Alors que les longues négociations ont jusqu’alors été principalement axées sur les réformes à mettre en œuvre par le gouvernement grec, je trouve étonnant que très peu de progrès aient été accomplis en ce qui concerne l’octroi à l’État grec et à ses citoyens d’un certain type d’allégement de la dette. En effet, bien qu’il ait considérablement baissé en 2012, le ratio dette/PIB de la Grèce a rebondi, passant de moins de 130 % en 2009 à plus de 180 % aujourd’hui et, selon le FMI, il devrait culminer à 200 % dans les deux prochaines années. Plus alarmant encore, la dynamique de la dette grecque continue d’être extrêmement inquiétante, la poursuite du dérapage budgétaire et les chiffres de croissance décevants (la Commission européenne a récemment réduit ses prévisions de croissance pour la Grèce en 2015 de 2,5 % à 0,5 %) laissant penser que la situation risque de s’aggraver encore davantage avant de s’améliorer. Plus récemment, la fermeture forcée des banques et la mise en place d’un contrôle des capitaux n’ont fait qu’exacerber les difficultés du pays dans la mesure où une injection de capitaux plus importante que prévu dans le secteur bancaire grec sera désormais nécessaire pour le maintenir à flot.

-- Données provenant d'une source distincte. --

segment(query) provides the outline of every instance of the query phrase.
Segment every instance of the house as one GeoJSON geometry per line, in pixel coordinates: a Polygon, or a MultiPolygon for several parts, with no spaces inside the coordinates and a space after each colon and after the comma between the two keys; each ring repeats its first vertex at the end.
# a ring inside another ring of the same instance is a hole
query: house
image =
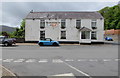
{"type": "Polygon", "coordinates": [[[30,12],[25,22],[25,41],[104,41],[104,18],[98,12],[30,12]]]}

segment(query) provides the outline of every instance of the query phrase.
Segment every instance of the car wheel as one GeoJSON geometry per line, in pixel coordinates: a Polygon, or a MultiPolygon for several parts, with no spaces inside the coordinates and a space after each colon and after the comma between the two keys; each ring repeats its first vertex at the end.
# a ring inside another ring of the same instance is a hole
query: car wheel
{"type": "Polygon", "coordinates": [[[58,46],[58,44],[57,43],[53,43],[53,46],[58,46]]]}
{"type": "Polygon", "coordinates": [[[110,41],[113,41],[113,39],[111,39],[110,41]]]}
{"type": "Polygon", "coordinates": [[[43,46],[43,43],[39,43],[39,46],[43,46]]]}
{"type": "Polygon", "coordinates": [[[9,43],[8,43],[8,42],[5,42],[5,43],[4,43],[4,46],[9,46],[9,43]]]}

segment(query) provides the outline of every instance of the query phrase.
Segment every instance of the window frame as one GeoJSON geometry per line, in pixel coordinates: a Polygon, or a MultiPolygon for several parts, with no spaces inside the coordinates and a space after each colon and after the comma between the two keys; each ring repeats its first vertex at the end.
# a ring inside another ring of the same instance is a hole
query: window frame
{"type": "Polygon", "coordinates": [[[81,28],[81,19],[76,20],[76,28],[80,29],[81,28]]]}
{"type": "Polygon", "coordinates": [[[97,40],[97,32],[96,31],[92,31],[91,32],[91,39],[92,40],[97,40]],[[93,33],[94,32],[94,33],[93,33]],[[95,36],[95,38],[94,38],[94,36],[95,36]]]}
{"type": "Polygon", "coordinates": [[[60,39],[66,39],[66,31],[61,31],[61,38],[60,39]]]}
{"type": "Polygon", "coordinates": [[[61,29],[66,28],[66,19],[61,19],[61,29]]]}
{"type": "Polygon", "coordinates": [[[90,31],[81,31],[81,39],[90,39],[90,31]],[[88,35],[86,35],[87,32],[89,32],[88,35]],[[87,38],[87,36],[88,36],[88,38],[87,38]]]}
{"type": "Polygon", "coordinates": [[[91,20],[91,28],[96,29],[97,28],[97,19],[92,19],[91,20]]]}
{"type": "Polygon", "coordinates": [[[45,39],[45,31],[43,30],[43,31],[40,31],[40,40],[44,40],[44,39],[45,39]]]}
{"type": "Polygon", "coordinates": [[[40,28],[41,29],[45,28],[45,19],[40,20],[40,28]]]}

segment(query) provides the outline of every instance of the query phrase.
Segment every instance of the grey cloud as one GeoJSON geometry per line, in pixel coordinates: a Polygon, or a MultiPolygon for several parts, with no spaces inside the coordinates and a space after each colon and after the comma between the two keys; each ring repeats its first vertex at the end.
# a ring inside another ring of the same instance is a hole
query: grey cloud
{"type": "Polygon", "coordinates": [[[19,26],[22,19],[31,11],[98,11],[115,2],[4,2],[2,4],[2,22],[19,26]]]}

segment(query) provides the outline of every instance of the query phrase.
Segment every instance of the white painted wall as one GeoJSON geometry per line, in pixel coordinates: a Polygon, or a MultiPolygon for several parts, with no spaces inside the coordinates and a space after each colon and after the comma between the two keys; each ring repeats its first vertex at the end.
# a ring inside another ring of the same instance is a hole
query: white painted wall
{"type": "Polygon", "coordinates": [[[92,40],[92,42],[103,42],[104,41],[104,19],[97,19],[97,40],[92,40]]]}
{"type": "MultiPolygon", "coordinates": [[[[52,27],[46,24],[44,29],[40,29],[40,19],[26,19],[25,26],[25,40],[26,41],[38,41],[40,40],[40,31],[45,30],[45,37],[52,38],[57,41],[80,41],[80,42],[91,42],[104,40],[104,19],[97,19],[97,40],[81,40],[81,33],[76,29],[76,19],[66,19],[66,28],[61,29],[61,19],[46,19],[46,22],[59,22],[58,26],[52,27]],[[61,31],[66,31],[66,39],[60,39],[61,31]]],[[[81,19],[81,27],[87,27],[91,29],[91,19],[81,19]]]]}
{"type": "Polygon", "coordinates": [[[38,41],[40,39],[40,20],[25,20],[25,41],[38,41]]]}
{"type": "Polygon", "coordinates": [[[60,20],[55,20],[55,19],[50,19],[50,20],[46,20],[48,22],[58,22],[58,26],[55,26],[55,27],[52,27],[48,24],[46,24],[46,27],[45,27],[45,37],[46,38],[51,38],[53,40],[59,40],[59,33],[60,33],[60,20]]]}

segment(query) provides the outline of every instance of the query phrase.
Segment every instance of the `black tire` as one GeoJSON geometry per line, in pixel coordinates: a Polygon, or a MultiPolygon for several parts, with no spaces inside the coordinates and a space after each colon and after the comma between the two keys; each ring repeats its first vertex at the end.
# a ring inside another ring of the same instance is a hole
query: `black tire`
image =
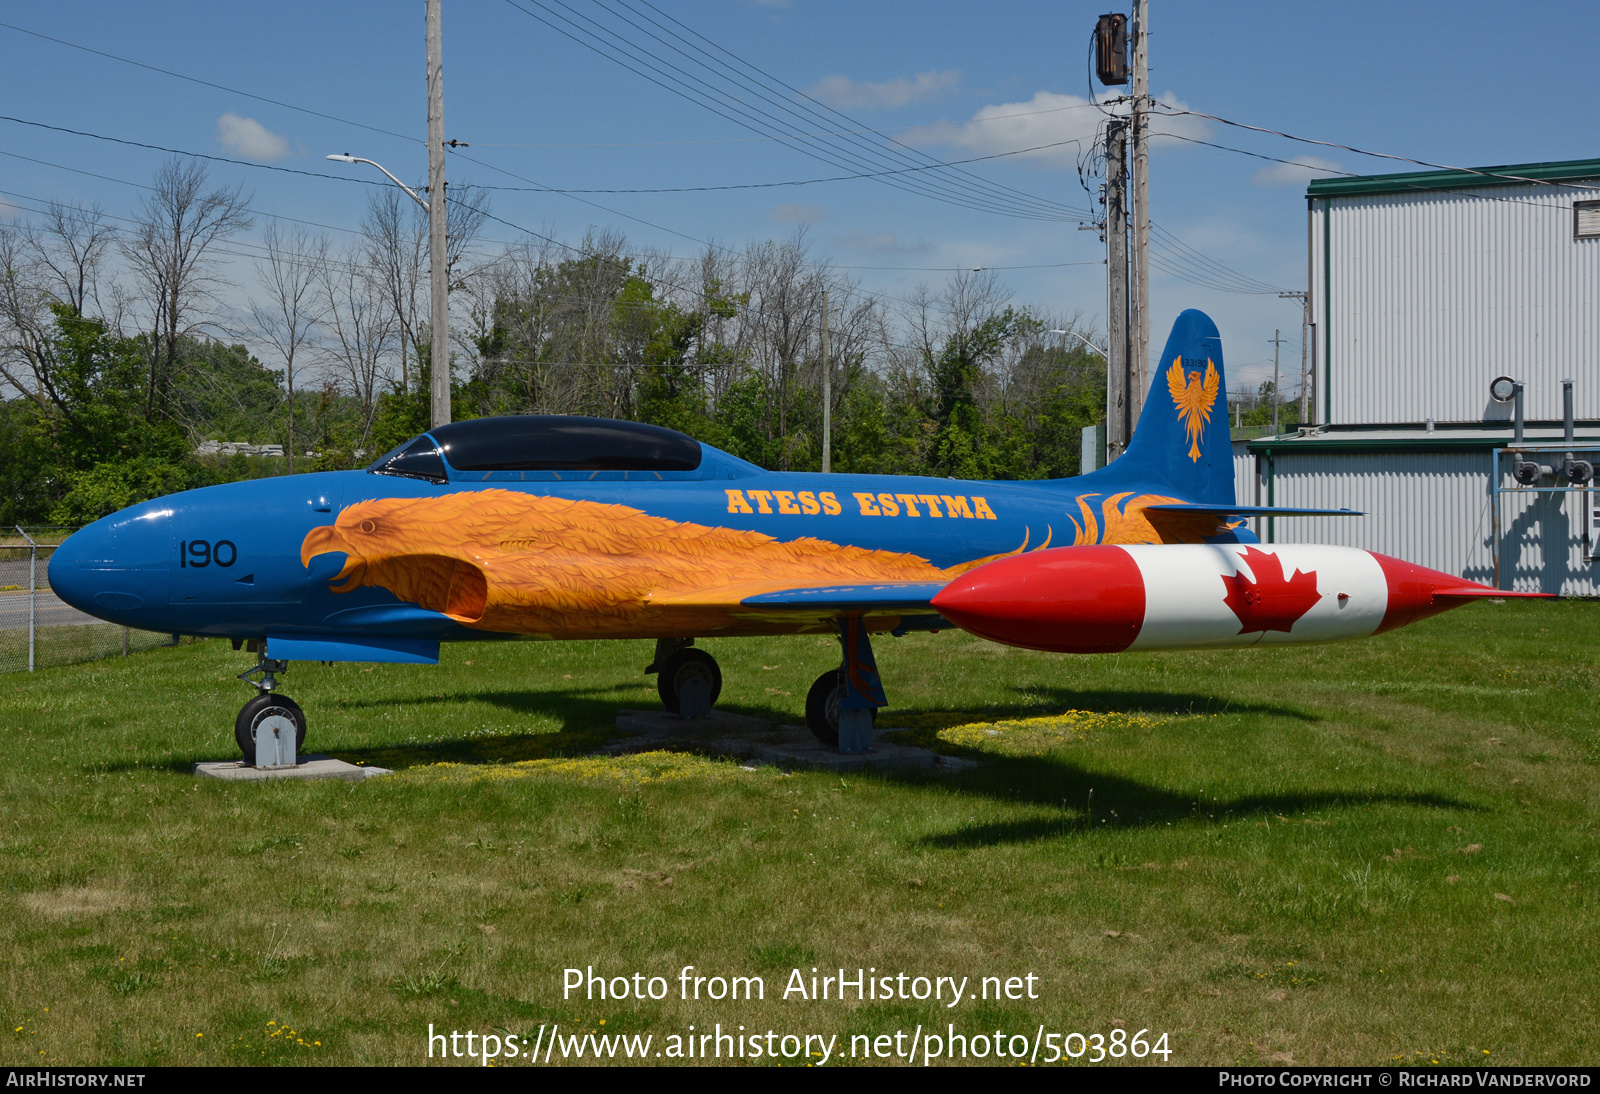
{"type": "MultiPolygon", "coordinates": [[[[829,669],[806,692],[806,728],[829,748],[839,747],[839,703],[844,699],[844,669],[829,669]]],[[[878,710],[872,710],[878,724],[878,710]]]]}
{"type": "Polygon", "coordinates": [[[711,706],[717,705],[717,697],[722,694],[722,669],[717,667],[717,659],[705,650],[689,648],[678,650],[669,656],[656,672],[656,693],[661,696],[661,705],[674,714],[682,714],[678,709],[678,687],[686,683],[692,676],[706,678],[711,695],[711,706]]]}
{"type": "Polygon", "coordinates": [[[244,762],[256,762],[256,727],[272,716],[288,718],[294,722],[294,754],[298,759],[306,743],[306,714],[286,695],[264,691],[244,705],[239,717],[233,721],[233,739],[239,742],[244,762]]]}

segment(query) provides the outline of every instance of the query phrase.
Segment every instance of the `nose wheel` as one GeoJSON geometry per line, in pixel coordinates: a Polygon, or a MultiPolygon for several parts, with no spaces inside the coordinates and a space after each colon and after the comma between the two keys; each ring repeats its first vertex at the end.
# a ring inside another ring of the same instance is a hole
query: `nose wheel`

Face à cette évolution récente de la situation, la notion selon laquelle la dette publique grecque est insoutenable dans sa forme actuelle semble être désormais largement acceptée. Cela a été non seulement mentionné de façon assez explicite par le FMI dans la mise à jour de son « projet préliminaire d’analyse de la viabilité de la dette » (publié le 14 juillet dernier), mais également par de nombreuses personnalités impliquées dans le dossier, comme Pierre Moscovici, commissaire européen aux affaires économiques et financières. La question cruciale et âprement débattue est désormais de savoir si l’allègement de la dette grecque doit intervenir via une réduction du montant de cette dette (également connu sous le nom de « décote » ou de « remise de dette »), comme le demandent Tsipras et le gouvernement grec, ou par le biais d’une restructuration de la dette (l’option privilégiée par l’Eurogroupe dirigé par Angela Merkel) qui maintiendrait inchangée la valeur totale de la dette mais permettrait de prolonger les échéances et de diminuer les charges d’intérêt.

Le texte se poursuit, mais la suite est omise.